Marcie moaned. As Joe hung up, she stepped away from him. “What did he mean, he knows where you can get the money?”

Joe shrugged and shook his head, still looking at his cell phone.

“Why would he think we could get that kind of money? I wonder what he’s talking about?”

“I don’t know. We can’t worry about that. Come on. I want to get home and look at this photo on the computer screen. I want to study it—see if there’s anything in the background that might tell us where he’s holding Joshua.”

On the drive home, both of them were silent. Joe pulled up to the curb in front of the house and got out.

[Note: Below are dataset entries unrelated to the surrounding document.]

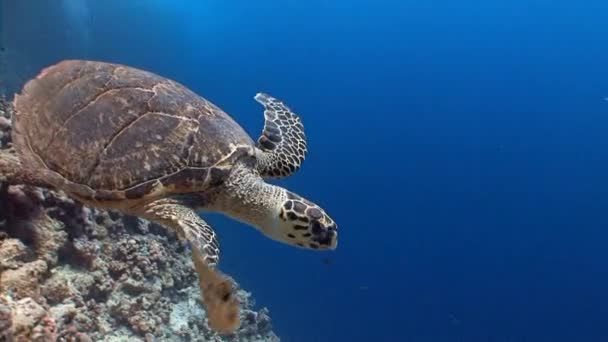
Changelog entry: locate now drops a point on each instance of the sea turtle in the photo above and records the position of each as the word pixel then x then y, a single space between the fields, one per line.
pixel 117 137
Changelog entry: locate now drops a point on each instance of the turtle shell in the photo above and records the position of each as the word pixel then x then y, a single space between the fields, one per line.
pixel 108 131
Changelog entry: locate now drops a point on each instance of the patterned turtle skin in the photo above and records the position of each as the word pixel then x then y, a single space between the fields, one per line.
pixel 118 137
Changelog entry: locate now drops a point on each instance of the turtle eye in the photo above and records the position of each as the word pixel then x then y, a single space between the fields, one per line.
pixel 317 228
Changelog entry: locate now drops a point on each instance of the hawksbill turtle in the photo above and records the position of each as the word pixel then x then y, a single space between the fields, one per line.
pixel 112 136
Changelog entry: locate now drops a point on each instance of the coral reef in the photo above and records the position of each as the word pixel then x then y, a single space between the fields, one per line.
pixel 70 273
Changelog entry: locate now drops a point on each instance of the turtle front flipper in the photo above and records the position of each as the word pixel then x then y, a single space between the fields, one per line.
pixel 13 172
pixel 217 289
pixel 282 145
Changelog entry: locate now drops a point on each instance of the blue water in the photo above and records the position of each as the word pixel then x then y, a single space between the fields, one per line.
pixel 462 147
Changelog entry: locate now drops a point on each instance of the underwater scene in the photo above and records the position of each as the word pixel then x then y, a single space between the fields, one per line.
pixel 304 171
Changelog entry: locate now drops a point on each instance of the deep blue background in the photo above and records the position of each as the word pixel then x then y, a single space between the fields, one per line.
pixel 461 146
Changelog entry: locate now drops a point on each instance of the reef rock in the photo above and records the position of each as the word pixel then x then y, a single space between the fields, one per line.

Marcie followed him inside, not even commenting when he unlocked the door with the key he’d never given back to her.

While he headed to the study to transfer the picture to the desktop computer, she went upstairs to wash her face and hands, still carrying the plastic building block. She set it on the edge of the sink while she splashed water on her face. After patting her face dry with a towel, she glanced into the mirror, the towel still pressed against her nose and mouth. Her eyes were red and swollen from crying, but they sparkled with hope. A thrill fluttered through her chest like a butterfly. They’d found Joshua. Her baby. Now all they needed to do was pay the man and bring their little boy home.

She tossed the towel toward the drying rack, picked up the block and walked across the hall to the nursery. She turned on the light. Just like every time she went into Joshua’s room, her heart squeezed and her eyes and throat stung with tears. She did her best to not view the room through the eyes of a grieving mother. It was different this time. She had to make everything ready for Joshua’s homecoming.